Les Polo passent par la Terre Sainte, l'actuelle Turquie, la Perse, traversent les steppes d'Asie centrale, la Mongolie et rejoignent ainsi l'actuelle Pékin. Le voyage a duré trois ans. Sur place, l'empereur s'entiche de Marco Polo, qui apprend d'ailleurs sa langue. Kubilai Khan en fait un de ses plus proches serviteurs et le nommera même gouverneur de la ville de Hangzhou, l'une des plus belles et plus riches cités de l'Empire. Le Vénitien explore alors comme personne avant lui les contrées orientales.

Le voyage de Marco Polo au XIIIe siècle.
Le voyage de Marco Polo au XIIIe siècle. © Mark Cartwright / WikiCommons

Fortune faite, Marco Polo rentre et termine sa vie dans sa ville de Venise. Il écrit le récit de ses aventures dans un livre intitulé Le devisement du monde ou Le livre des merveilles: un vrai précis de culture, et une description de la société chinoise de l'époque, notamment dans ses aspects commerciaux et économiques (mais aussi un récit d'aventure grandement fictionnalisé).

Les Routes de la soie sont toujours d'actualité

Pendant des siècles, les liens à la fois géographiques, commerciaux et diplomatiques noués par la famille Polo entre l'Europe et l'Asie ont perduré à travers les Route de la soie. Principalement terrestre, cet ensemble de routes caravanières s'est ensuite effacé au profit de liaisons maritimes, plus rapides et plus sûres, prémices du commerce mondial tel que nous le connaissons aujourd'hui.

Mais en 2013, le président de la République populaire de Chine décide de lancer un chantier pharaonique: les Nouvelles routes de la soie. Ses objectifs sont toujours les mêmes que ceux des Romains et après eux des Vénitiens et de la famille Polo. Xi Jinping veut, grâce aux transports, ferroviaires notamment, s'assurer la maîtrise des routes commerciales entre l'Europe et l'Asie.

Benaouda Abdeddaïm : Un "corridor" logistique de l'Inde à l'Europe via le Moyen-Orient, une autre contre-offre aux routes de la soie - 11/09
Benaouda Abdeddaïm : Un "corridor" logistique de l'Inde à l'Europe via le Moyen-Orient, une autre contre-offre aux routes de la soie - 11/09
3:55

À travers des partenariats et des investissements colossaux, Pékin a mis sa patte partout: Kazakhstan, Russie, Biélorussie, Pologne, Allemagne, France, Royaume-Uni, Djibouti, Somaliland… Les difficultés économiques et diplomatiques que connaît la Chine depuis quelques années ont quelque peu freiné les ambitions de Pékin.

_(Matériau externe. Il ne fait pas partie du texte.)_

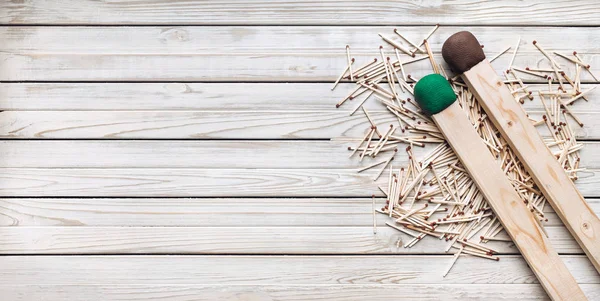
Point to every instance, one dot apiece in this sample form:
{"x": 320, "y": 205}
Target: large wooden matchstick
{"x": 463, "y": 53}
{"x": 436, "y": 97}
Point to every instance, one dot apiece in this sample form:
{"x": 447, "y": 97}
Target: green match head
{"x": 434, "y": 93}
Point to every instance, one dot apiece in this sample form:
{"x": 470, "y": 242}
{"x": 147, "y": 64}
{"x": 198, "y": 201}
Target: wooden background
{"x": 190, "y": 150}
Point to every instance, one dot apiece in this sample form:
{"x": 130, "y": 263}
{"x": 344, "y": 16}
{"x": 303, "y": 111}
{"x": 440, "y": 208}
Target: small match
{"x": 436, "y": 97}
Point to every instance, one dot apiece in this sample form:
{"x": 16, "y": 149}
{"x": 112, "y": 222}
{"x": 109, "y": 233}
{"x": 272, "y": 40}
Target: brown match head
{"x": 462, "y": 51}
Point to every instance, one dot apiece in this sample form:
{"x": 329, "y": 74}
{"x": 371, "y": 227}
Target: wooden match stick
{"x": 350, "y": 61}
{"x": 436, "y": 97}
{"x": 462, "y": 52}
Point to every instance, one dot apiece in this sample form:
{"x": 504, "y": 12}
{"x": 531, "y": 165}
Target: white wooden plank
{"x": 233, "y": 40}
{"x": 199, "y": 292}
{"x": 275, "y": 270}
{"x": 248, "y": 67}
{"x": 201, "y": 97}
{"x": 236, "y": 240}
{"x": 205, "y": 212}
{"x": 204, "y": 110}
{"x": 184, "y": 182}
{"x": 213, "y": 154}
{"x": 299, "y": 12}
{"x": 215, "y": 125}
{"x": 190, "y": 182}
{"x": 243, "y": 53}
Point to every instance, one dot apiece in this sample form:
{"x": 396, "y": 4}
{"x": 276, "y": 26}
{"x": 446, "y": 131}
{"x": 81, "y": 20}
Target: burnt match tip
{"x": 462, "y": 51}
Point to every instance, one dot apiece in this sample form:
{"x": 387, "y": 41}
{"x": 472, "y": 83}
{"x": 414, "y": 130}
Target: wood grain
{"x": 316, "y": 40}
{"x": 202, "y": 97}
{"x": 205, "y": 212}
{"x": 512, "y": 122}
{"x": 325, "y": 124}
{"x": 513, "y": 214}
{"x": 274, "y": 270}
{"x": 241, "y": 53}
{"x": 199, "y": 292}
{"x": 211, "y": 154}
{"x": 194, "y": 182}
{"x": 204, "y": 111}
{"x": 300, "y": 12}
{"x": 247, "y": 239}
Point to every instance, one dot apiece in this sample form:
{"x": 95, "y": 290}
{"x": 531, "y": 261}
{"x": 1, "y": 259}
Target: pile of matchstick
{"x": 435, "y": 196}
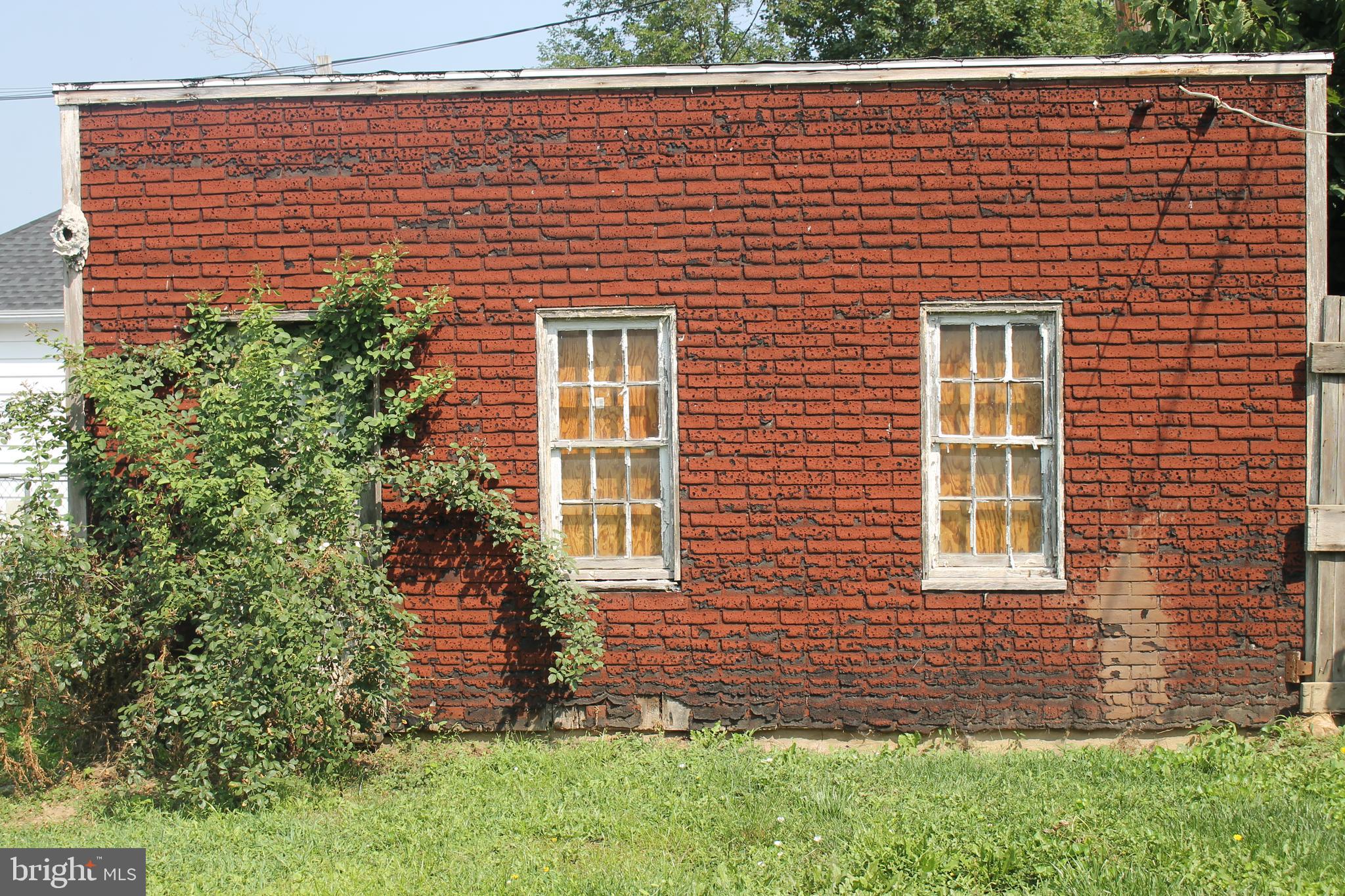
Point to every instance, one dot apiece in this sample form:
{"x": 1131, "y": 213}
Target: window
{"x": 608, "y": 440}
{"x": 992, "y": 453}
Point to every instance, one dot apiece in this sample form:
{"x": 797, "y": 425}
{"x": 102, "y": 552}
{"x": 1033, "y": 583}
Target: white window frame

L'Italie, seul membre du G7 a avoir rejoint le projet, pourrait ainsi en sortir.

Mais le projet, s'il est ralenti, n'est pas abandonné pour autant. D'autant que d'autres acteurs, comme le Kazhakstan, la Turquie ou l'Iran rêvent eux aussi de créer leur propre corridor. Et ainsi de s'assurer la maîtrise de ces routes transasiatiques, toujours aussi stratégiques.